Foreign Corrupt Practices Act (FCPA)

  • A payment to a government official can take many forms.
  • The SEC charges bank for books and records violation even absent a bribery charge.
  • Industry-wide enforcement is a continuing tactic for U.S. regulators.

On September 27, 2019, Barclays PLC agreed to pay $6.3 million to the Securities and Exchange Commission (SEC) to settle charges that Barclays violated the books and records and internal accounting controls provisions of the Foreign Corrupt Practices Act (FCPA). The Barclays settlement fits a pattern of recent U.S. government enforcement against companies, particularly in the financial services sector, relating to FCPA violations stemming from hiring or providing internships to relatives and friends of government officials.  Penalties have been significant – for example, Credit Suisse Group AG paid a $47 million penalty in 2018 as part of a Justice Department FCPA investigation into their hiring practices in Asia.  We previously wrote about this issue in an August 2015 article about a settlement related to the hiring practices of Bank of New York Mellon.

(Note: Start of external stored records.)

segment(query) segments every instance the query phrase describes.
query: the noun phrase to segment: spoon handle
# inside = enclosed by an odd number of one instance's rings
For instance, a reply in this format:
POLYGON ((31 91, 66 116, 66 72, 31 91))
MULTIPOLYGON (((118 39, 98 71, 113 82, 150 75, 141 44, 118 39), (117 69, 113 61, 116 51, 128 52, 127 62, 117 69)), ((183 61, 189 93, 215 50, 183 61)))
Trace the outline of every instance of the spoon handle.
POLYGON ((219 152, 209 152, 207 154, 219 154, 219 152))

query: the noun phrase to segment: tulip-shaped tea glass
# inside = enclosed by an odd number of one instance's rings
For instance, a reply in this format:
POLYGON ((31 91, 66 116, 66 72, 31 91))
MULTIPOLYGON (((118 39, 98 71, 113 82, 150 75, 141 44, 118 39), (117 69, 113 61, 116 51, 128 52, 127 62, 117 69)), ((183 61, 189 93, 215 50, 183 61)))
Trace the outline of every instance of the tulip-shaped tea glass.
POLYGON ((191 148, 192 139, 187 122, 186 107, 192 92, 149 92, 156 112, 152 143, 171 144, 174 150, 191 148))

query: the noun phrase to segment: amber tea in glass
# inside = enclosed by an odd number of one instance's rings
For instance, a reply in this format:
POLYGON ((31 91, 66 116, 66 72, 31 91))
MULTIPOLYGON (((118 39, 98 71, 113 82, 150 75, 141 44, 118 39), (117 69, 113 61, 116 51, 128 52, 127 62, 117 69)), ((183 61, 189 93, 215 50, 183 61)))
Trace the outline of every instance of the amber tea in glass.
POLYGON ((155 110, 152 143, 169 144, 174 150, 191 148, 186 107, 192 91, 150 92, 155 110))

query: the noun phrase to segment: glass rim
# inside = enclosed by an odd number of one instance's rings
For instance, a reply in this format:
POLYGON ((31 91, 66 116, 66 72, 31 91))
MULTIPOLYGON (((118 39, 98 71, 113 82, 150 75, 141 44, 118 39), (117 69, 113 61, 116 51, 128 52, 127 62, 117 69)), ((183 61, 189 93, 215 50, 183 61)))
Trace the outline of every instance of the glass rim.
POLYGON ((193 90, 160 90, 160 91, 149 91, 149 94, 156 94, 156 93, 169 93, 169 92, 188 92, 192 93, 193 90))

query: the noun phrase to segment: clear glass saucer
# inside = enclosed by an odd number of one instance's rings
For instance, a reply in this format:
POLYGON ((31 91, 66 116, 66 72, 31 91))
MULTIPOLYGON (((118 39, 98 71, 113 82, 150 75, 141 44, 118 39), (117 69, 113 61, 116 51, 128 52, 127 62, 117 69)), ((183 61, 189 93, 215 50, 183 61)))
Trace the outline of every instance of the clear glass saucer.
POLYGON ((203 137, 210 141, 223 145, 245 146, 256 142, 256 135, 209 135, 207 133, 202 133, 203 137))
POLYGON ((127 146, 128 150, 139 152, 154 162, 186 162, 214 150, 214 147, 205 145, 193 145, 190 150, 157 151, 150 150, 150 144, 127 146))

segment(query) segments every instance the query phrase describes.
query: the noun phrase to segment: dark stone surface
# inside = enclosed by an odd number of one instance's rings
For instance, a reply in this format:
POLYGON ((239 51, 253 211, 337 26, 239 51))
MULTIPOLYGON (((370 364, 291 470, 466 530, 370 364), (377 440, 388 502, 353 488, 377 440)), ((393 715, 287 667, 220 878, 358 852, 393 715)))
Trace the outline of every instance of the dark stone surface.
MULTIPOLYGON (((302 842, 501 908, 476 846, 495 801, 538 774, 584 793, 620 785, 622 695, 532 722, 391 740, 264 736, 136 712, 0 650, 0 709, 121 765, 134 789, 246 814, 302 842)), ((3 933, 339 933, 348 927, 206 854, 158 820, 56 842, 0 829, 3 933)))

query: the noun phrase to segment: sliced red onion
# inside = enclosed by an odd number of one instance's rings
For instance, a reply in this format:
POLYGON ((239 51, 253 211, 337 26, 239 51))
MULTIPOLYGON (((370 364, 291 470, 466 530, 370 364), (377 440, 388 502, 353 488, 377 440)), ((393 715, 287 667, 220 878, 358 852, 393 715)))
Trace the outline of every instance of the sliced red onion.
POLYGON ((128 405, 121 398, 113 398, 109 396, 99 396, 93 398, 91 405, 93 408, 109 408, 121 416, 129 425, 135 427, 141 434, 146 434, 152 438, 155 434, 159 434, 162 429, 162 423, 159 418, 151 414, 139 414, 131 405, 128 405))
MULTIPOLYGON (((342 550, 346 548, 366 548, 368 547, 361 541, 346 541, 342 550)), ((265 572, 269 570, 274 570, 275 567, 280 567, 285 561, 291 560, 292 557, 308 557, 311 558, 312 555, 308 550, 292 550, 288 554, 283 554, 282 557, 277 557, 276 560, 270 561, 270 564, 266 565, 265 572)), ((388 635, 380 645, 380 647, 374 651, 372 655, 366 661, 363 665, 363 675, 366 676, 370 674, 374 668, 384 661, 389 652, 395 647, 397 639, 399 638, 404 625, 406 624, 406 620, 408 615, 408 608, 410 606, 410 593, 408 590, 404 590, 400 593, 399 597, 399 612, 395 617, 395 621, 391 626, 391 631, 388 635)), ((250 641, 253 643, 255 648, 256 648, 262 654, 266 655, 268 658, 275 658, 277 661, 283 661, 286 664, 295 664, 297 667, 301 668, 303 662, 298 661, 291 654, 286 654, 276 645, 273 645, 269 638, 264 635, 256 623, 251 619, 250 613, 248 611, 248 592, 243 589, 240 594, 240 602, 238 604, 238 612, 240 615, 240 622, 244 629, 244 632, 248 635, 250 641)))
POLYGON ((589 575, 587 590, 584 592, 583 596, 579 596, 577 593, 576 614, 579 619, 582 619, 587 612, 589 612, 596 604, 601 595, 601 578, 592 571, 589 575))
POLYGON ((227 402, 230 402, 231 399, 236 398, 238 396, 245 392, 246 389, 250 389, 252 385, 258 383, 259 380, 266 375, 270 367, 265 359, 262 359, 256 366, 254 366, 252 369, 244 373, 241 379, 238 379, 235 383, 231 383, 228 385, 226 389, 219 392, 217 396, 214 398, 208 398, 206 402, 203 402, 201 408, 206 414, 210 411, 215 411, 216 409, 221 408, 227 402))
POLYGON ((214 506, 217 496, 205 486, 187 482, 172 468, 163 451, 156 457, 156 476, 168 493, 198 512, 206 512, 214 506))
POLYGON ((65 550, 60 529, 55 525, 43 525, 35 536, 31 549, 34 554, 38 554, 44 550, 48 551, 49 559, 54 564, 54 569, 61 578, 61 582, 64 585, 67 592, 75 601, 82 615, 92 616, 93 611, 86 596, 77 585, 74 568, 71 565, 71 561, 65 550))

The Barclays matter is a useful reminder of three things:

  1. What constitutes the giving of a thing of value to a government official is broadly interpreted and goes beyond simply giving money or a gift or other tangible thing directly to an official.
  2. The SEC can – and will – enforce the FCPA when there are deemed to be violations of the books and records provisions of the law, even if no charge of bribery is brought in the matter.
  3. The U.S. government continues to pursue industry-wide enforcement under the (apparently accurate) belief that what one company does in a specific industry is likely something that many companies in that industry also do.